Crop Journal (Aug 2023)
Overexpression of ZxABCG11 from Zygophyllum xanthoxylum enhances tolerance to drought and heat in alfalfa by increasing cuticular wax deposition
Abstract
Drought and heat stresses cause yield losses in alfalfa, a forage crop cultivated worldwide. Improving its drought and heat tolerance is desirable for maintaining alfalfa productivity in hot, arid regions. Cuticular wax forms a protective barrier on aerial surfaces of land plants against environmental stresses. ABCG11 encodes an ATP binding cassette (ABC) transporter that functions in the cuticular wax transport pathway. In this study, ZxABCG11 from the xerophyte Zygophyllum xanthoxylum was introduced into alfalfa by Agrobacterium tumefaciens-mediated transformation. Compared to the wild type (WT), transgenic alfalfa displayed faster growth, higher wax crystal density, and thicker cuticle on leaves under normal condition. Under either drought or heat treatment in greenhouse conditions, the plant height and shoot biomass of transgenic lines were significantly higher than those of the WT. Transgenic alfalfa showed excellent growth and 50% greater hay yield than WT under field conditions in a hot, arid region.

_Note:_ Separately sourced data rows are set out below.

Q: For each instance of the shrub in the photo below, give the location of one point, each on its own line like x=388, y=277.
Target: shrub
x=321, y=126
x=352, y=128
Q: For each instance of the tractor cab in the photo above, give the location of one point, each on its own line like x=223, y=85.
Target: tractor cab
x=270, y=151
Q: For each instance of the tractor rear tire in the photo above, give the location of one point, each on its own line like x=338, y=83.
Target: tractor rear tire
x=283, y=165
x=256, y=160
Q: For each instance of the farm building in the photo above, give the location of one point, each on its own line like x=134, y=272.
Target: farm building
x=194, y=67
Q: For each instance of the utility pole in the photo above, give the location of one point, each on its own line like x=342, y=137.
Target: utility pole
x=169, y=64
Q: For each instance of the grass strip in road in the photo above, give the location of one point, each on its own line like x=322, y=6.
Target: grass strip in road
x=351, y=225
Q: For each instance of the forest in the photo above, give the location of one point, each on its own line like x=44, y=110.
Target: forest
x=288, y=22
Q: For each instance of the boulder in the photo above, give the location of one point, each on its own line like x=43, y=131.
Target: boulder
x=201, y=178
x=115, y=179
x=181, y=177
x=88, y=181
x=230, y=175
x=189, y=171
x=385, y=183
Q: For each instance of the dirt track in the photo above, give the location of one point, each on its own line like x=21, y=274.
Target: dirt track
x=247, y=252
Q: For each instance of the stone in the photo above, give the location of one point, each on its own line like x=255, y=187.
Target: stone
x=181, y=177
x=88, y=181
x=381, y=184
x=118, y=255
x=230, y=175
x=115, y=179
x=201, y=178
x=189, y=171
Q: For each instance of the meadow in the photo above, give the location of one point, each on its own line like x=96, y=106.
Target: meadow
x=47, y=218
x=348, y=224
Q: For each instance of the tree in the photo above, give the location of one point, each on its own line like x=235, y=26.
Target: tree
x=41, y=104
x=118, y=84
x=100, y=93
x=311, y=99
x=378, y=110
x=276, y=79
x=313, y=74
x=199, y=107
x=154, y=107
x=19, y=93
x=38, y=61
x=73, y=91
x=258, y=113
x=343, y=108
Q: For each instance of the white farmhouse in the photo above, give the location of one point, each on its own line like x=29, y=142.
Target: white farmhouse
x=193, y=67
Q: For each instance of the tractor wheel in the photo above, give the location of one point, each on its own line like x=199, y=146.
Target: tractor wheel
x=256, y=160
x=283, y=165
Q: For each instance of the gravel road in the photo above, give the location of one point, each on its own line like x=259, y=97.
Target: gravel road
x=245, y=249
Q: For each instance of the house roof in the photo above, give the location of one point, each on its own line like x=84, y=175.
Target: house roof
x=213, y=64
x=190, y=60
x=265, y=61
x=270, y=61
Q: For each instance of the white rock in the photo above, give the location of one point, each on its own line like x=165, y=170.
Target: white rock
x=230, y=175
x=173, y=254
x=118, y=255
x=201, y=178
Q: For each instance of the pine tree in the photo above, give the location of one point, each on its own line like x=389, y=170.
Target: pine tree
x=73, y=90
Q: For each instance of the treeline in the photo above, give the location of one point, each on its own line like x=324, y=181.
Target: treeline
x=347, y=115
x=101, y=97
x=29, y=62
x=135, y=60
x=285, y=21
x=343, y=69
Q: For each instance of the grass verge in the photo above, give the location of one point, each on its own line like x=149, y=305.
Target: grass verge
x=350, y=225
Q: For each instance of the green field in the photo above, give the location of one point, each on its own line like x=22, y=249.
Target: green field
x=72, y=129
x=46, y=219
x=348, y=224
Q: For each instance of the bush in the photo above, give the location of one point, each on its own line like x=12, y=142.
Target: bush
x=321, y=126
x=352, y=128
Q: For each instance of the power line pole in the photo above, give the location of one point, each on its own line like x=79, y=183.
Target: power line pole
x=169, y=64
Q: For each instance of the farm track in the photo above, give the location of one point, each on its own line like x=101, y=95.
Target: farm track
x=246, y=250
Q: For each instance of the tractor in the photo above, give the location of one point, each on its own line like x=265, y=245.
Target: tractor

Overexpression of ZxABCG11 up-regulated wax-related genes and resulted in more cuticular wax deposition, which contributed to reduction of cuticle permeability and thus increased water retention and photosynthesis capacity of transgenic alfalfa. Thus, overexpression of ZxABCG11 can simultaneously improve biomass yield, drought and heat tolerance in alfalfa by increasing cuticular wax deposition. Our study provides a promising avenue for developing novel forage cultivars suitable for planting in hot, arid, marginal lands.